Biblical studies major Cody Harrington chose HBU’s Christian approach to education to earn a degree in biblical studies. He enlisted in the US Army in 2004 as an airborne mechanic, served in Alaska, and was deployed to Iraq and Afghanistan. Harrington is now the chaplain of the Husky Veterans Association and is a team leader for the Navigators ministry of HBU.
“The staff of the HBU Veterans Affairs Office always put your needs first. The staff has walked me through the process of transitioning to college life and has given me a home away from home. They have given me a space to grow my character and helped me through the process of class scheduling and organizing,” Harrington said. “My plans are to continue to work alongside veterans and help them transition to civilian life after service and to open a business to put my community to work. I will use the skills I’ve learned at HBU and in the military to become a servant leader in my community.”
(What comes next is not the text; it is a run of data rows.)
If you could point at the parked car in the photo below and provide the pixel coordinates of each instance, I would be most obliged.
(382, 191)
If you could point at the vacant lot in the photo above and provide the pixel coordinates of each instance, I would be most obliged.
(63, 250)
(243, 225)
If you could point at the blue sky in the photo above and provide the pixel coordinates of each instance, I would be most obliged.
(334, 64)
International student Seraphine Muthoka is also earning a degree to better serve others. The Nairobi, Kenya native chose HBU because of its faith component and its Doctor of Education in Executive Educational Leadership program.
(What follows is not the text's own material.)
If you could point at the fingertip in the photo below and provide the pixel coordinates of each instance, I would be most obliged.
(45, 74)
After earning bachelor’s and master’s degrees in Kenya, and serving in a supervisory role at a bank, Muthoka sought out a program that would further her leadership capabilities. Muthoka decided upon HBU, and worked with the HBU International Office to help her enroll and transition. Now, she is the first international HBU EdD candidate.
“There are so many things I want to do with my doctorate,” Muthoka said. “The person you are when you start a doctorate is not the same person you are when you finish. It’s supposed to make you a better person; every day you’re learning something. Also, it makes me a better mother to my daughter. I wanted to open up my mind to possibilities in the world and to motivate women back in my country and here in America.”
Muthoka interns in the HBU International Office where she is working on graduate assistant programs that would help HBU better compete with other university programs. She’s also paving the way for other international students after her.
“I think God predestines us for places, Muthoka said. “I think HBU chose me. I think God predestined me for this exactly at the right time.”